Review of the CAH's list of services occurred on 1/10/18. This list, dated 10/2016, stated,
". . . Contracted/Arranged Services: . . .
PT/OT [Physical Therapy/Occupational Therapy] . . .
Speech Therapy . . ."
Upon request on 1/10/18, the CAH failed to provide evidence of an evaluation of contracted services for PT/OT and speech therapy in 2017.
During an interview on 1/10/18 at 10:45 a.m., an administrative nursing staff member (#1) confirmed the CAH did not have evidence of an evaluation of the contracted services of PT/OT and speech therapy in 2017.
Tag No.: C0345
Based on record review, policy and procedure review, and staff interview, the Critical Access Hospital (CAH) failed to ensure documentation of notification of the organ procurement organization (OPO) for 1 of 2 patient records (Patient #20) reviewed who died in the CAH. Failure to notify the OPO prevented the opportunity to determine the medical suitability for organ donation.
Findings include:
Review of the policy titled "Tissue and Eye Donation Model (Cardiac Death)" occurred on 01/10/18. This policy, revised June 2017, stated, "Purpose: To provide guidelines to refer all patient deaths for potential tissue and/or eye donation assessment, and to define the donation process should the patient be a donation candidate.

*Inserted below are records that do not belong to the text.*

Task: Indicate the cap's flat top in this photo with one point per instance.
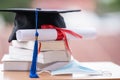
(33, 10)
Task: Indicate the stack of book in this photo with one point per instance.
(53, 55)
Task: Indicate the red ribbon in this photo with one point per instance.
(61, 35)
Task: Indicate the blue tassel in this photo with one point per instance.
(33, 73)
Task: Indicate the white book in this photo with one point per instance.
(44, 57)
(46, 45)
(21, 65)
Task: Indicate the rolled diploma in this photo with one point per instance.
(51, 34)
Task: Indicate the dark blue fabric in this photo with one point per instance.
(33, 73)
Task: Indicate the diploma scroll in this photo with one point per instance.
(51, 34)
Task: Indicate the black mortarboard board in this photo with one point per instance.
(25, 19)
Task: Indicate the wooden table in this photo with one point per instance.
(104, 66)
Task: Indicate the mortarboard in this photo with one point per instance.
(25, 18)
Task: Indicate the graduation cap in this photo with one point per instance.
(25, 18)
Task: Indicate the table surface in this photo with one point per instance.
(112, 69)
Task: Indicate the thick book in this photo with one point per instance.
(43, 57)
(46, 45)
(24, 65)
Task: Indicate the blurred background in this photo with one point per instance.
(103, 15)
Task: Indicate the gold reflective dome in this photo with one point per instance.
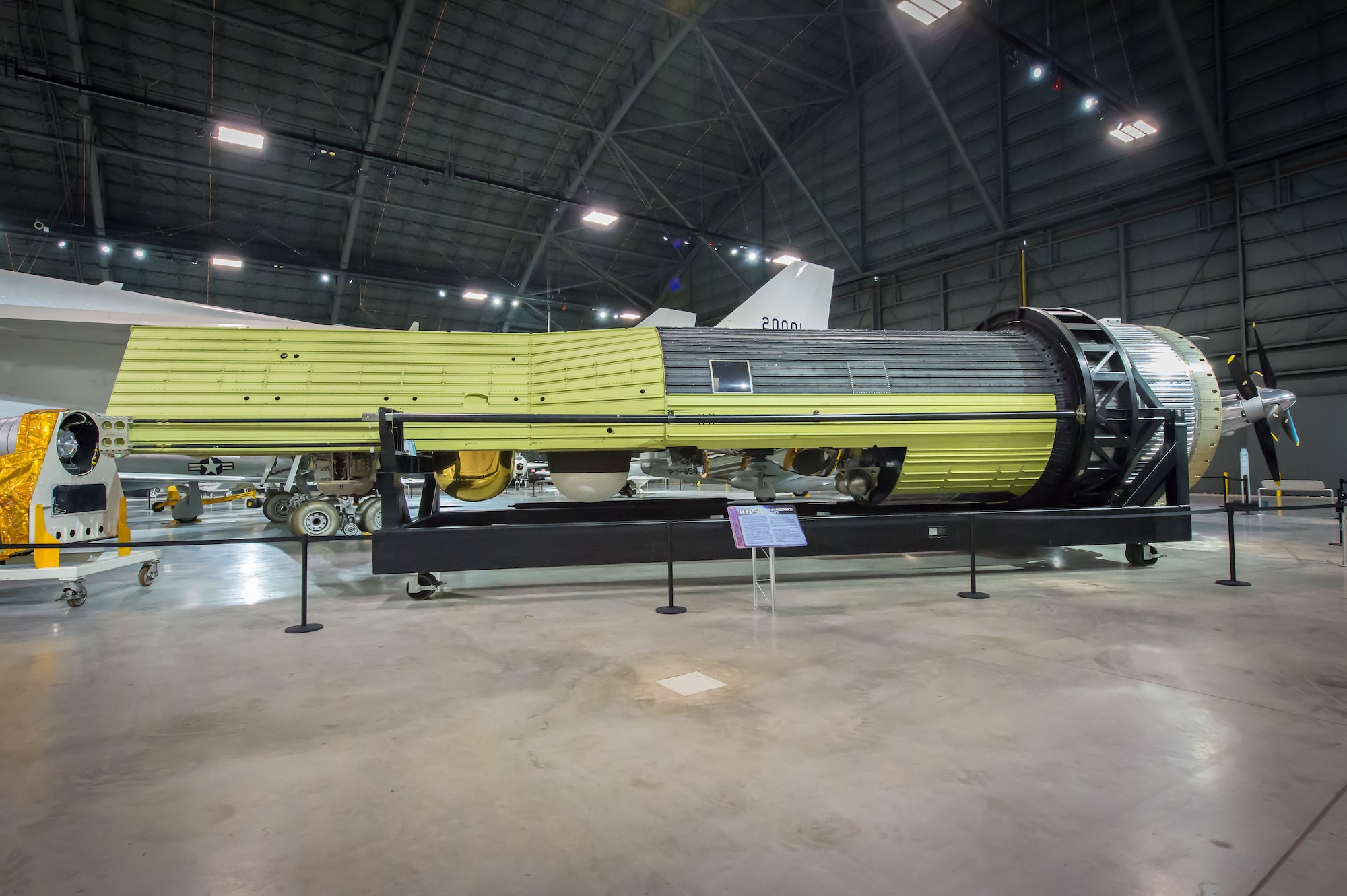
(476, 475)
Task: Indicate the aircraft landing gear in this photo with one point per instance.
(1140, 555)
(278, 505)
(315, 518)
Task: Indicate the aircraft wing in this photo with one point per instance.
(61, 342)
(669, 318)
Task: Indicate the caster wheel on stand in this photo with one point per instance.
(422, 586)
(1142, 555)
(75, 594)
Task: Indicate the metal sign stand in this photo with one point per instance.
(770, 592)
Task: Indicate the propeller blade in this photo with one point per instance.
(1268, 443)
(1270, 377)
(1244, 385)
(1290, 425)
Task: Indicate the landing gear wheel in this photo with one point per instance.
(315, 518)
(422, 586)
(370, 514)
(75, 594)
(1142, 555)
(278, 506)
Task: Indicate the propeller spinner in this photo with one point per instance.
(1260, 405)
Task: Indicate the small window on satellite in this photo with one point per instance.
(731, 376)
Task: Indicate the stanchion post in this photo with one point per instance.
(305, 626)
(973, 594)
(669, 553)
(1230, 539)
(1338, 509)
(1342, 529)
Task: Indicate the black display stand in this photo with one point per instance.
(670, 609)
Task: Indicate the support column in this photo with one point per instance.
(87, 135)
(1240, 269)
(1124, 311)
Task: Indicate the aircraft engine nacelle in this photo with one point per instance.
(589, 475)
(340, 474)
(869, 474)
(476, 475)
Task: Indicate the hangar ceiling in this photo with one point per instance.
(422, 147)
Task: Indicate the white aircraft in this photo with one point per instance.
(61, 346)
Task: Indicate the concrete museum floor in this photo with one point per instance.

Policy: A. In compliance with the federal and state law, it is the policy . . . to refer all deaths, regardless of age . . . or medical history, to the regional procurement agencies. Timely referral of all deaths (within one hour) is mandated by law . . . B. While notifying the procurement agency of all deaths is required by law, it does not constitute commitment to donate on the part of the physician, nurse, hospital, patient or patient's family. . . . D. In all cases, the procurement agency Donation Coordinator in conjunction with transplant organizations will make the final determination of a patient's donation options. . . . RESPONSIBILITY: . . . 2. Nurse/Physician/Designee: Contact the Donation Coordinator (DC) after EVERY death and BEFORE mentioning donation [to] the family . . . Call within one hour after the patient death. You will be given a reference number to be documented in the patient's medical record as evidence of making the referral call. . . . 4. Nurse/Designee: If the patient DOES NOT meet medical or age criteria for tissue/eye donations: a) Document the contraindication(s) in patient's medical record. b) Tell the family, 'Usually the donation agency would talk with you about opportunities for tissue and eye donation, but because of . . . is not a candidate.' . . ."
Review of Patient #20's closed emergency department (ED) medical record occurred on 01/10/18. The CAH admitted the patient to the ED on 10/21/17, and the patient expired the same day. The electronic medical record identified a reference notification number to procurement agency but failed to identify the date/time of the notification; the name of the donation coordinator; and whether or not Patient #20 was a candidate for eye/tissue donation and if not, the reason.
During an interview on the afternoon of 01/10/18, an administrative nurse (#3) stated Patient #20's family refused organ donation, and the CAH failed to document their wishes.